You might be thinking “I don’t use no stinking economic weights, mate”. Instead you could used desired gains, independent culling levels, etc. You are not using explicit economic weights, but there are undeclared, implicit weights in your selections.

There are a few things that make tree breeding economic weights a bit different from the ones used in crop and animal breeding:

  1. Time or, better, TIME! We are selecting trees to go to the breeding programme, which later will be deployed and go for a full rotation (7 years for pulp in the tropics or 15 in temperate environments, 25~40 years for solid wood). This create huge uncertainty for the value of traits in 15~50 years in the future. We did some work on dealing with economic uncertainty here:

Evison, D.C. and Apiolaza, L.A. 2015. Incorporating economic weights into Radiata pine breeding selection decisions.
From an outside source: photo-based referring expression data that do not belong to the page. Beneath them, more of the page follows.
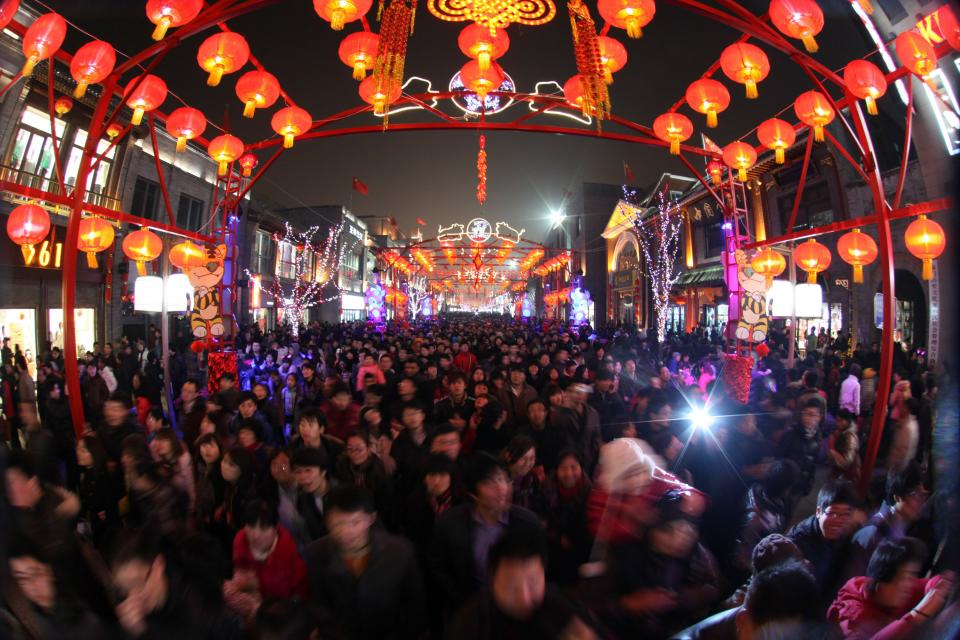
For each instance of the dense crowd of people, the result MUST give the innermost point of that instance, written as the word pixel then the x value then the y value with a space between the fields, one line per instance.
pixel 473 477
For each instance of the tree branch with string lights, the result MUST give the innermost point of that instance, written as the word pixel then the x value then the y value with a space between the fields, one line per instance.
pixel 660 236
pixel 312 283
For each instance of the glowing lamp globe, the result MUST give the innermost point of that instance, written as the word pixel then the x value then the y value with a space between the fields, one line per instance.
pixel 479 81
pixel 865 80
pixel 187 254
pixel 631 15
pixel 222 53
pixel 926 240
pixel 476 42
pixel 380 99
pixel 224 150
pixel 290 122
pixel 359 51
pixel 745 63
pixel 95 235
pixel 708 96
pixel 916 53
pixel 43 39
pixel 186 123
pixel 613 57
pixel 674 128
pixel 340 12
pixel 812 257
pixel 257 90
pixel 27 225
pixel 91 63
pixel 62 105
pixel 769 264
pixel 171 13
pixel 778 135
pixel 740 156
pixel 145 96
pixel 858 250
pixel 142 246
pixel 814 110
pixel 800 19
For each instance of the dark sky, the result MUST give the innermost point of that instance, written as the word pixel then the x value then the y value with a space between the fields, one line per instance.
pixel 433 174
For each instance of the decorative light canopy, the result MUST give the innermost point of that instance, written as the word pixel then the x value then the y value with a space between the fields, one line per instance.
pixel 745 63
pixel 359 51
pixel 142 246
pixel 814 110
pixel 43 39
pixel 224 150
pixel 674 128
pixel 865 81
pixel 740 156
pixel 708 96
pixel 147 96
pixel 631 15
pixel 778 135
pixel 857 249
pixel 926 240
pixel 185 123
pixel 800 19
pixel 222 53
pixel 257 90
pixel 290 122
pixel 171 13
pixel 91 63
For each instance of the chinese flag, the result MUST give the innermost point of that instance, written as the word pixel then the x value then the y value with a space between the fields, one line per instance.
pixel 359 187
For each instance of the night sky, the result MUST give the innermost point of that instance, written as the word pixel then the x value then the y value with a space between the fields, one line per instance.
pixel 432 175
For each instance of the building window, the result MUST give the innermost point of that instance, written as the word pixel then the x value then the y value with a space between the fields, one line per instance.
pixel 190 212
pixel 146 198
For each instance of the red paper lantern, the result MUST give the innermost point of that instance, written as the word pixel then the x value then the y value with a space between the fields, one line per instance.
pixel 812 257
pixel 708 96
pixel 359 51
pixel 745 63
pixel 224 150
pixel 147 96
pixel 43 39
pixel 27 225
pixel 800 19
pixel 916 53
pixel 631 15
pixel 674 128
pixel 925 239
pixel 171 13
pixel 865 81
pixel 187 254
pixel 857 249
pixel 186 123
pixel 222 53
pixel 142 246
pixel 62 105
pixel 95 235
pixel 247 162
pixel 91 63
pixel 476 42
pixel 340 12
pixel 778 135
pixel 814 110
pixel 479 81
pixel 740 156
pixel 290 122
pixel 257 90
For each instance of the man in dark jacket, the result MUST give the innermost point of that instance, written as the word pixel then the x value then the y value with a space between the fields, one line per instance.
pixel 464 535
pixel 364 582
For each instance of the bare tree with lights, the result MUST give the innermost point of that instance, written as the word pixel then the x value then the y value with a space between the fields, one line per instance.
pixel 314 282
pixel 660 236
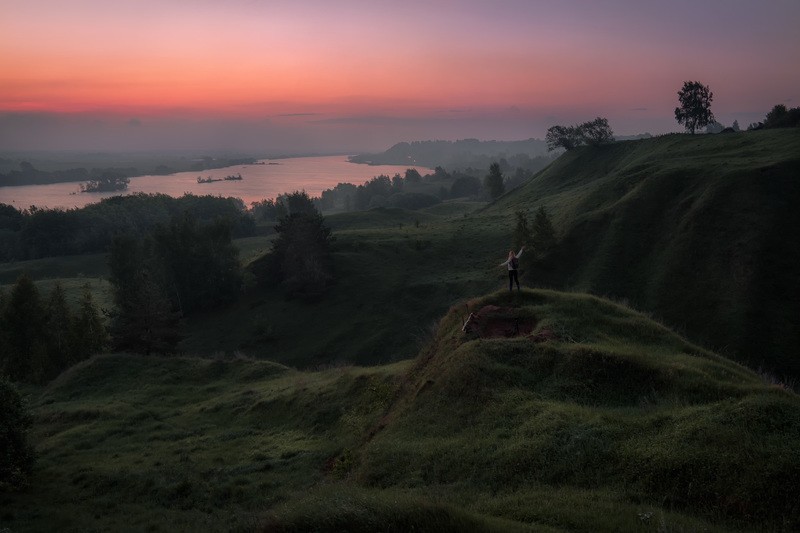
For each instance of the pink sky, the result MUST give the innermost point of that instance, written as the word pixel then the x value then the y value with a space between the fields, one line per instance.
pixel 361 75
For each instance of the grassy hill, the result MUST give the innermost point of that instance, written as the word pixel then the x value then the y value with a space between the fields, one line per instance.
pixel 598 419
pixel 702 230
pixel 699 230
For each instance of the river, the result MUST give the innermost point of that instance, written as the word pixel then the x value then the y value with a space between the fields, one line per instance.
pixel 274 177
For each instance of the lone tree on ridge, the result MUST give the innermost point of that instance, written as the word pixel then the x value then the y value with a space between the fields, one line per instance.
pixel 695 109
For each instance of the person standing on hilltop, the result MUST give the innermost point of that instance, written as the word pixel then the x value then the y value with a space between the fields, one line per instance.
pixel 513 264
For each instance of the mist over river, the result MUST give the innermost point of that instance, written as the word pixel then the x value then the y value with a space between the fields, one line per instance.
pixel 259 181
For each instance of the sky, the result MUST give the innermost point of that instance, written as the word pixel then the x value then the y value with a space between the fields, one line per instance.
pixel 326 76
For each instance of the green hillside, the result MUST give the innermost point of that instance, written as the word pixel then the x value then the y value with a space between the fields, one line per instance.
pixel 699 230
pixel 704 231
pixel 596 419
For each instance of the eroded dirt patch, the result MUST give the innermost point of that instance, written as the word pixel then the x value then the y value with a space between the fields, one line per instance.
pixel 492 321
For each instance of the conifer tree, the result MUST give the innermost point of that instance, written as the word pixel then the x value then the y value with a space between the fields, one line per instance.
pixel 144 320
pixel 57 334
pixel 301 256
pixel 493 182
pixel 544 235
pixel 88 332
pixel 24 318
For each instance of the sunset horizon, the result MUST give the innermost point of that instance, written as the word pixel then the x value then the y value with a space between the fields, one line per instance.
pixel 306 77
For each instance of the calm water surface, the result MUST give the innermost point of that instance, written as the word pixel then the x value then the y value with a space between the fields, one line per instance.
pixel 312 174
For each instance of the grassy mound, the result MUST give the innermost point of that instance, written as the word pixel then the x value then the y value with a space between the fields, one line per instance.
pixel 595 419
pixel 701 230
pixel 615 404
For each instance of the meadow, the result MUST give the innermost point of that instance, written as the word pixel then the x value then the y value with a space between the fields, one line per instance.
pixel 372 410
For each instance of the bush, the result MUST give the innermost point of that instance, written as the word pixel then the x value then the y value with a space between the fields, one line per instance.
pixel 16 457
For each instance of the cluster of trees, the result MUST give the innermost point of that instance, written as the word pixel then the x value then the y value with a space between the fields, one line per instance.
pixel 106 183
pixel 694 111
pixel 412 191
pixel 177 269
pixel 539 237
pixel 300 260
pixel 779 117
pixel 456 154
pixel 17 457
pixel 593 133
pixel 29 175
pixel 493 182
pixel 40 338
pixel 34 233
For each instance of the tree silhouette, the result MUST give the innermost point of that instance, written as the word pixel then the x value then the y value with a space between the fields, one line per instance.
pixel 695 109
pixel 144 320
pixel 544 235
pixel 300 258
pixel 493 182
pixel 522 231
pixel 17 457
pixel 24 318
pixel 57 334
pixel 89 332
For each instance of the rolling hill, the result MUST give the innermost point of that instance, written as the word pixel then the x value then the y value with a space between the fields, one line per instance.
pixel 594 418
pixel 703 231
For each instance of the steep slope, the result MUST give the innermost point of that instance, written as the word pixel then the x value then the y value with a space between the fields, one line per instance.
pixel 702 230
pixel 568 413
pixel 597 398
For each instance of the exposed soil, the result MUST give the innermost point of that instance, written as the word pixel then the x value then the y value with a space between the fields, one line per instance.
pixel 492 321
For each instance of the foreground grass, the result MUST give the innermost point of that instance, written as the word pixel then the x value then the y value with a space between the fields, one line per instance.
pixel 610 423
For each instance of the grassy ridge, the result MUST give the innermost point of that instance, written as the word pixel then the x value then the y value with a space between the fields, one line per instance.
pixel 614 424
pixel 618 406
pixel 698 230
pixel 701 230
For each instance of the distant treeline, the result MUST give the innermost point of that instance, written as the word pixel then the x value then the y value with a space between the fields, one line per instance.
pixel 28 175
pixel 411 191
pixel 34 232
pixel 458 154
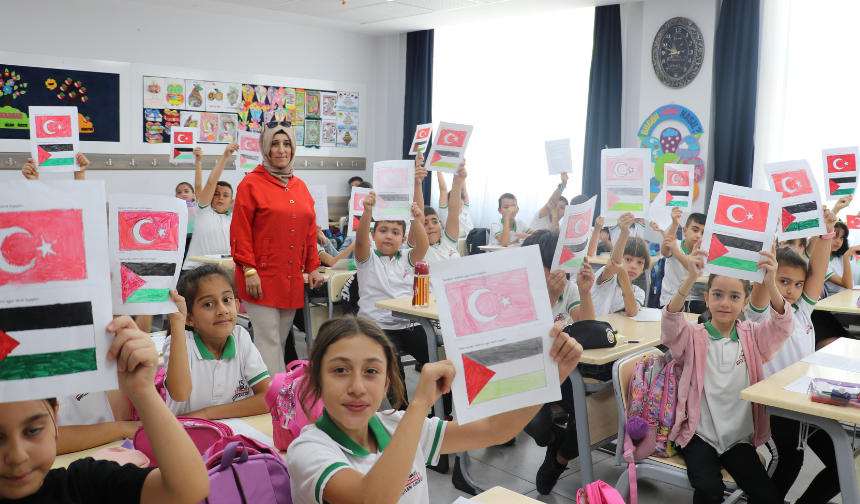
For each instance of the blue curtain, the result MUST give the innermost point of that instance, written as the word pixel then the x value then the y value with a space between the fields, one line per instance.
pixel 735 84
pixel 418 106
pixel 603 124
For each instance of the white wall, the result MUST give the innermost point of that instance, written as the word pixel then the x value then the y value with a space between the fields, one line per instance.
pixel 160 35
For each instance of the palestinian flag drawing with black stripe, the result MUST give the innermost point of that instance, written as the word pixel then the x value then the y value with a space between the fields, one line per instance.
pixel 504 370
pixel 144 282
pixel 800 216
pixel 47 340
pixel 734 252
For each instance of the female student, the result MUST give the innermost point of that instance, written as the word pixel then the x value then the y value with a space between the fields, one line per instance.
pixel 29 436
pixel 355 454
pixel 211 367
pixel 714 427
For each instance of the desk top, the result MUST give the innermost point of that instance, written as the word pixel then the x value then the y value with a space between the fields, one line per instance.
pixel 841 302
pixel 770 392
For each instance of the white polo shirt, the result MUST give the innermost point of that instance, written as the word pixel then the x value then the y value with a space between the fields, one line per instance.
pixel 381 278
pixel 802 341
pixel 607 296
pixel 218 381
pixel 323 449
pixel 465 219
pixel 497 227
pixel 211 235
pixel 84 409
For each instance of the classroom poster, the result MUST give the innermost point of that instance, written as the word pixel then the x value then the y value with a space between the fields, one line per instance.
pixel 54 290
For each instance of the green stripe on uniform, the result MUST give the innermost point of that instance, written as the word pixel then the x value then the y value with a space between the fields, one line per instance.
pixel 22 367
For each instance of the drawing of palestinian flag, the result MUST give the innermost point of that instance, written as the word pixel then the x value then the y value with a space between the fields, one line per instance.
pixel 48 340
pixel 146 282
pixel 624 199
pixel 800 216
pixel 504 370
pixel 734 252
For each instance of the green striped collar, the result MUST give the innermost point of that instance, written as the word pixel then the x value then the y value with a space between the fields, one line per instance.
pixel 327 425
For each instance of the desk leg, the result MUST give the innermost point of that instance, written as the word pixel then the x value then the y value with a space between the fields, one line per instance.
pixel 841 445
pixel 580 411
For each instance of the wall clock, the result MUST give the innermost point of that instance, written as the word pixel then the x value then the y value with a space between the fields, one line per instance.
pixel 677 52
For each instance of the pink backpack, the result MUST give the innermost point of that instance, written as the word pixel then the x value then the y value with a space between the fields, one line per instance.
pixel 203 432
pixel 240 477
pixel 282 399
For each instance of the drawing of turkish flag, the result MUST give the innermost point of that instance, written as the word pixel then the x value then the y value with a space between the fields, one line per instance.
pixel 741 213
pixel 42 246
pixel 452 138
pixel 491 302
pixel 53 126
pixel 148 231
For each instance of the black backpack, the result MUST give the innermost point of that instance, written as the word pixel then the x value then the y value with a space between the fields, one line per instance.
pixel 478 237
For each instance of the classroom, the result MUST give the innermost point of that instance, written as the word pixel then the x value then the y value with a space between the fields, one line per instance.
pixel 650 259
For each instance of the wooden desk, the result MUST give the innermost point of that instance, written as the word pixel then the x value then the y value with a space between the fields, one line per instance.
pixel 841 302
pixel 781 402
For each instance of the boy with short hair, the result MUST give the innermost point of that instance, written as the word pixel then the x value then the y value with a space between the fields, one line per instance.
pixel 677 254
pixel 550 214
pixel 508 229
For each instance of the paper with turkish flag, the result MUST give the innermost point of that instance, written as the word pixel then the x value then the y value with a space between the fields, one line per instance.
pixel 575 232
pixel 802 212
pixel 495 318
pixel 54 294
pixel 741 223
pixel 147 242
pixel 840 171
pixel 54 138
pixel 449 147
pixel 183 141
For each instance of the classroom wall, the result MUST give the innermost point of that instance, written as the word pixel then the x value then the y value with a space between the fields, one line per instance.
pixel 156 34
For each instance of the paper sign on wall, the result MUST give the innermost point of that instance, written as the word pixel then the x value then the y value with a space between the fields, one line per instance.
pixel 741 223
pixel 147 242
pixel 449 147
pixel 840 171
pixel 54 138
pixel 802 214
pixel 394 183
pixel 54 290
pixel 574 234
pixel 624 175
pixel 496 318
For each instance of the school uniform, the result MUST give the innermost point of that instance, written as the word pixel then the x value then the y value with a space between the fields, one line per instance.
pixel 607 296
pixel 323 449
pixel 499 225
pixel 211 234
pixel 218 381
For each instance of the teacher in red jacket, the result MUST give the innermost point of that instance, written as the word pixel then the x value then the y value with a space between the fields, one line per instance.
pixel 273 239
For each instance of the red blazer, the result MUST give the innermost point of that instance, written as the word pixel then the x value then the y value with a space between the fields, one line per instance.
pixel 274 230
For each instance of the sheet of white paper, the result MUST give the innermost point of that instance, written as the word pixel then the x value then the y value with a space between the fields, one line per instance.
pixel 449 147
pixel 840 171
pixel 624 183
pixel 249 151
pixel 834 361
pixel 394 183
pixel 318 193
pixel 741 223
pixel 800 385
pixel 147 241
pixel 240 427
pixel 55 236
pixel 423 132
pixel 558 157
pixel 802 214
pixel 495 317
pixel 54 138
pixel 574 234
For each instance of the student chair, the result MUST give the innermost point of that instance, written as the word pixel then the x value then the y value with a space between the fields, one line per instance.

Canadian Journal of Forest Research 45(1): 135-140 (PDF).

  1. The relationship between wood properties and end products is harder to quantify, particularly if dealing with solid wood products. If you come from the animal world, imagine the difference between breeding for milk (that can be homogenized, a bit like pulp) and for meat (where mixing filet with rump is a major loss of value, a bit like solid timber).